Pela manhã, a historiadora riverense Selva Chirico brindou a todos com um fascinante relato sobre os comércios tradicionais de Rivera, que povoaram a infância e até hoje fazem parte do imaginário local. Rosario Brochado abordou a linguagem fronteiriça desde a perspectiva do patrimônio e sua conservação, enquanto o arquiteto e urbanista Luis Eduardo Fontoura Teixeira tratou da importância do conhecimento do patrimônio regional, os usos contemporâneos e efetivos dos bens tombados e da necessidade urgente de se delimitar áreas de proteção cultural. “A população precisa conhecer a história desses lugares para poder preservá-los”, enfatizou. Miguel Angelo Peres Pereira, da Prefeitura Municipal de Livramento, colocou a todos a par das dificuldades inerentes ao poder público e as necessárias articulações entre sociedade e classe política na busca pela preservação dos bens culturais. A bela e diversa literatura produzida na fronteira, em especial os escritos de dois grandes literatos que foram Arlindo Coitinho e Hipólito Zas Recarey, foi abordada pela pesquisadora e professora de literatura uruguaia, Alejandra Rivero (ver post abaixo) e Ariel Pereira. O professor Oneider Vargas recordou da produção cultural e engajada de Coitinho, junto a viúva do escritor santanense, Sônia Cabeda, que esteve presente no evento. Já o político e empresário Ariel Pereira, criador do célebre Canal 10, falou sobre a vida e obra de seu amigo Zas Recarey. Emocionado, Ariel Pereira leu partes da obra do grande escritor riverense, que recupera a trajetória de personagens da cidade e locais tradicionais da região. A mesa foi mediada pelo radialista Antônio Carlos Valente.
A literatura produzida pelas mulheres foi o tema da mesa “Vozes femininas da literatura fronteiriça”, composta pelos professores Cláudia de La Barrera, Rosana Cottens, do CERP Norte e Maria Regina Prado Alves, da Academia Santanense de Letras, que abordou a obra literária de Tânia Alegria. A obra do escritor riverense Osvaldo Lezama e sua linguagem fronteiriça foi aboradada por seu filho, Grauert Lezama Pintos, sob a coordenação de Eduardo Palermo. Ecologia e Sustentabilidade, foi o tema que uniu as universidades brasileiras Unipampa, Urcamp e o Centro Universitário de Rivera (CUR). Mediada pelo professor e diretor do CUR, Mário Clara, a charla contou com a participação dos professores Fábio Régio Bento, Miriam Garat, Nei Edílson e Ludmila (CUR). Questões ligadas ao bioma pampa e as fragilidades inerentes ao ecossistema local formaram o núcleo dos debates. Também foram apresentados os projetos acadêmicos desenvolvidos em torno de sustentabilidade e ações futuras entre as instituições de ensino do Brasil e Uruguai.
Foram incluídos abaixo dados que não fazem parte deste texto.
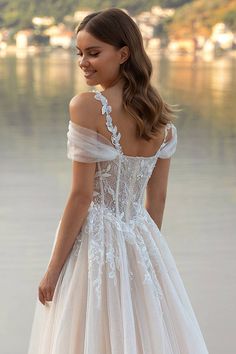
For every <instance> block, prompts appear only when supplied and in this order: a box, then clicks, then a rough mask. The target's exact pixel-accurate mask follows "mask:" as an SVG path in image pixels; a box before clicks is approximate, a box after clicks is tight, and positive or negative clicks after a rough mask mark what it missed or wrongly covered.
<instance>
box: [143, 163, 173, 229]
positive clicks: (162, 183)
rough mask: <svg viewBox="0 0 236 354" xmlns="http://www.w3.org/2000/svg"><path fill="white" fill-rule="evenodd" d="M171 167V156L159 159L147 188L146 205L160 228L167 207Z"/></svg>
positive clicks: (150, 212) (145, 206) (147, 210)
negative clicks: (169, 168) (165, 202)
mask: <svg viewBox="0 0 236 354" xmlns="http://www.w3.org/2000/svg"><path fill="white" fill-rule="evenodd" d="M169 167H170V158H169V159H158V160H157V163H156V166H155V168H154V170H153V173H152V176H151V178H150V179H149V181H148V185H147V189H146V201H145V207H146V209H147V212H148V213H149V214H150V216H151V218H152V219H153V220H154V221H155V223H156V224H157V227H158V228H159V230H161V225H162V219H163V214H164V208H165V201H166V195H167V183H168V175H169Z"/></svg>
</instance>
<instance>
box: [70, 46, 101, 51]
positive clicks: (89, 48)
mask: <svg viewBox="0 0 236 354" xmlns="http://www.w3.org/2000/svg"><path fill="white" fill-rule="evenodd" d="M76 48H77V49H79V50H80V48H79V47H77V45H76ZM94 48H97V49H98V48H99V49H101V47H99V46H91V47H87V48H85V50H89V49H94Z"/></svg>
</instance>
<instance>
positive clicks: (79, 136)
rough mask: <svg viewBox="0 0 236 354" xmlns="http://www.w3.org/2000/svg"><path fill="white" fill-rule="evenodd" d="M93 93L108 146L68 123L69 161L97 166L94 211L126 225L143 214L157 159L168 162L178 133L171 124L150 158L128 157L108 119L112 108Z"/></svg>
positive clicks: (130, 156)
mask: <svg viewBox="0 0 236 354" xmlns="http://www.w3.org/2000/svg"><path fill="white" fill-rule="evenodd" d="M94 92H95V99H97V100H99V101H100V102H101V104H102V108H101V109H102V114H103V115H104V116H105V123H106V127H107V129H108V130H109V131H110V132H111V142H110V141H109V140H108V139H107V138H105V137H104V136H102V135H101V134H99V133H98V132H95V131H92V130H90V129H87V128H84V127H81V126H79V125H77V124H75V123H73V122H71V121H70V122H69V131H68V133H67V137H68V142H67V147H68V150H67V152H68V153H67V155H68V158H70V159H72V160H75V161H79V162H96V163H97V166H96V173H95V179H94V192H93V203H92V206H93V207H99V208H101V212H102V211H104V212H105V213H106V214H107V213H112V214H113V215H114V216H115V217H117V218H119V219H120V220H122V221H124V222H128V221H129V220H132V219H133V218H135V216H137V215H140V214H141V213H143V212H145V209H144V205H143V203H144V195H145V189H146V186H147V182H148V180H149V178H150V176H151V174H152V172H153V169H154V167H155V165H156V161H157V159H158V158H169V157H170V156H172V155H173V153H174V152H175V149H176V144H177V132H176V128H175V126H174V125H173V124H168V125H167V126H166V130H165V140H164V142H163V143H162V145H161V147H160V148H159V149H158V151H157V152H156V153H155V155H153V156H150V157H142V156H127V155H125V154H124V153H123V151H122V147H121V145H120V138H121V134H120V132H118V130H117V127H116V126H114V125H113V122H112V117H111V115H110V113H111V111H112V108H111V106H109V104H108V101H107V99H106V97H105V96H103V95H102V94H101V92H99V91H94ZM170 128H172V138H171V140H169V141H168V142H166V136H167V133H168V129H170Z"/></svg>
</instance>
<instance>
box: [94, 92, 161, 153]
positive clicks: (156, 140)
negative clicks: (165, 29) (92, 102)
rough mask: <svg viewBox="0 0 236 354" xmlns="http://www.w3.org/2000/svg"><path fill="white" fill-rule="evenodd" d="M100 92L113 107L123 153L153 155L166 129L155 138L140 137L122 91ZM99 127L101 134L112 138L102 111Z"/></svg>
mask: <svg viewBox="0 0 236 354" xmlns="http://www.w3.org/2000/svg"><path fill="white" fill-rule="evenodd" d="M100 93H101V95H102V96H104V97H105V98H106V99H107V103H108V105H109V106H110V107H111V113H110V115H111V116H112V123H113V126H116V127H117V131H118V132H119V133H120V134H121V138H120V141H119V142H120V145H121V147H122V151H123V153H124V154H125V155H127V156H143V157H149V156H153V155H154V154H155V153H156V151H157V150H158V149H159V148H160V146H161V144H162V143H163V140H164V133H165V132H164V129H163V133H162V134H158V135H157V136H156V138H155V139H154V138H152V139H151V140H150V141H147V140H145V139H144V138H140V137H138V136H137V133H136V129H137V128H136V127H137V123H136V121H135V119H134V118H133V117H132V116H131V115H130V114H129V113H128V112H127V111H125V109H124V107H123V102H122V93H121V92H117V91H116V92H113V91H112V90H104V91H103V92H100ZM97 129H98V132H99V133H100V134H102V135H103V136H105V137H106V138H107V139H109V140H110V139H111V133H110V132H109V131H108V129H107V126H106V119H105V116H104V115H102V112H101V113H100V117H99V119H98V125H97Z"/></svg>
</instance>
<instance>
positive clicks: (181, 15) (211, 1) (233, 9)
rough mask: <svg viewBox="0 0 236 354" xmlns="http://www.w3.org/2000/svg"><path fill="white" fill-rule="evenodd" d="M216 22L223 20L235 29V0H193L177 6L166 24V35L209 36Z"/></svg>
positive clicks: (231, 27)
mask: <svg viewBox="0 0 236 354" xmlns="http://www.w3.org/2000/svg"><path fill="white" fill-rule="evenodd" d="M217 22H225V23H226V24H227V25H228V26H229V27H230V28H231V29H232V30H234V31H236V2H235V0H211V1H207V0H195V1H193V2H192V3H191V4H186V5H184V6H182V7H180V8H178V9H177V10H176V13H175V15H174V17H173V18H172V21H171V22H170V23H169V24H168V35H169V36H171V37H175V38H190V37H192V36H193V35H203V36H209V34H210V33H211V29H212V26H214V25H215V24H216V23H217Z"/></svg>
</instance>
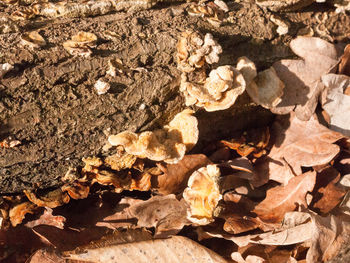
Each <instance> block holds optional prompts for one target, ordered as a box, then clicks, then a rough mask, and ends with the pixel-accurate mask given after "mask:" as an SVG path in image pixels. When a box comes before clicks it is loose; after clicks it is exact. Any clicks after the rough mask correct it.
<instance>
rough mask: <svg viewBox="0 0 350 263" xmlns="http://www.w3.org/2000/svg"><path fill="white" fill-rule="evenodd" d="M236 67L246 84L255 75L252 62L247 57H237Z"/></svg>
mask: <svg viewBox="0 0 350 263" xmlns="http://www.w3.org/2000/svg"><path fill="white" fill-rule="evenodd" d="M236 68H237V70H239V71H240V72H241V73H242V75H243V77H244V79H245V81H246V84H247V85H248V84H249V83H250V82H251V81H252V80H253V79H254V78H255V77H256V76H257V71H256V66H255V64H254V62H253V61H251V60H250V59H249V58H247V57H244V56H243V57H240V58H238V62H237V66H236Z"/></svg>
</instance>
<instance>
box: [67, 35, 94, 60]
mask: <svg viewBox="0 0 350 263" xmlns="http://www.w3.org/2000/svg"><path fill="white" fill-rule="evenodd" d="M96 43H97V36H96V35H95V34H93V33H89V32H79V33H78V34H76V35H74V36H73V37H72V40H67V41H66V42H64V43H63V47H64V48H65V49H66V50H67V51H68V52H69V54H71V55H73V56H77V55H78V56H82V57H85V58H86V57H89V56H90V55H91V54H92V51H91V48H94V47H96Z"/></svg>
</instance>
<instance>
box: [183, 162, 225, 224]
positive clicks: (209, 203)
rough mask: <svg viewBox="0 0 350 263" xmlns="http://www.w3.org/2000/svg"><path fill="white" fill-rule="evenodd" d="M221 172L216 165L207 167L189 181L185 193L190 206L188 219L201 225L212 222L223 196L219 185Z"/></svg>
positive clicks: (201, 168)
mask: <svg viewBox="0 0 350 263" xmlns="http://www.w3.org/2000/svg"><path fill="white" fill-rule="evenodd" d="M219 177H220V170H219V168H218V167H217V166H216V165H207V166H206V167H202V168H199V169H198V170H197V171H195V172H194V173H193V174H192V175H191V176H190V178H189V180H188V187H187V188H186V189H185V190H184V192H183V197H184V200H185V201H186V202H187V203H188V204H189V206H190V210H189V212H188V219H189V220H190V221H192V222H194V223H197V224H199V225H206V224H209V223H210V222H212V221H213V220H214V219H213V212H214V210H215V208H216V207H217V205H218V203H219V201H220V199H222V195H221V194H220V189H219V185H218V179H219Z"/></svg>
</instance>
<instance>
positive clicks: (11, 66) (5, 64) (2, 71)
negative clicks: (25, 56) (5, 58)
mask: <svg viewBox="0 0 350 263" xmlns="http://www.w3.org/2000/svg"><path fill="white" fill-rule="evenodd" d="M12 69H14V66H13V65H11V64H10V63H4V64H0V79H1V78H2V77H3V76H5V74H6V73H7V72H9V71H11V70H12Z"/></svg>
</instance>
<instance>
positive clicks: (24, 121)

 A charla em torno da produção musical na fronteira foi precedida pelo lançamento das memórias de Bráulio Lopez, o eterno olimareño, que relembrou de aventuras pela fronteira, entre amigos fundamentais e referências artísticas. Falou com reverência de Ruben Lena, o maestro rural que deu o impulso necessário à obra olimareña, lembrou de Amílcar Real e de Jorge Cafrune, o famoso folclorista argentino e suas andanças nas linhas de fronteira, quando foram detidos pela ditadura brasileira. Foi saudado com aplausos por um público entusiasmado. Na charla que encerrou a terceira edição da Feira, uma conversa que reuniu Adair de Freitas, o consagrado “cantautor” fronteiriço, Marcelo Dávila, poeta e letrista premiado em festivais nativistas de todo o Rio Grande, Alberto Esquivel, homem do candombe e da cultura afro-uruguaia e Richard Bértiz, legítimo representante da cena underground riverense, líder do grupo Corvus. Com tamanha diversidade, a mediação teve de esmerar-se para que a conversa não tomasse rumos aleatórios. O ponto de equilíbrio foi a questão política. Adair de Freitas lembrou da necessidade de um poder público efetivamente comprometido com a cultura local. “Museus não existem para ficar escondidos, em prédios inacessíveis ao povo”, lembrou o autor de “Previsão”. Marcelo Dávila acrescentou que a região vive um paradoxo, de integração comercial e desconhecimento cultural. “Precisamos nos interligar efetivamente, conhecer a nós mesmos!”, exortou. Alberto Esquivel mostrou a força que o candombe possui enquanto arte de inclusão e mobilização social, partindo dos afrodescendentes e encampando setores sensíveis da sociedade uruguaia. Por fim, Richard Bértiz fez um relato uma verdadeira aula sobre as origens do movimento punk e suas relações com a América Latina.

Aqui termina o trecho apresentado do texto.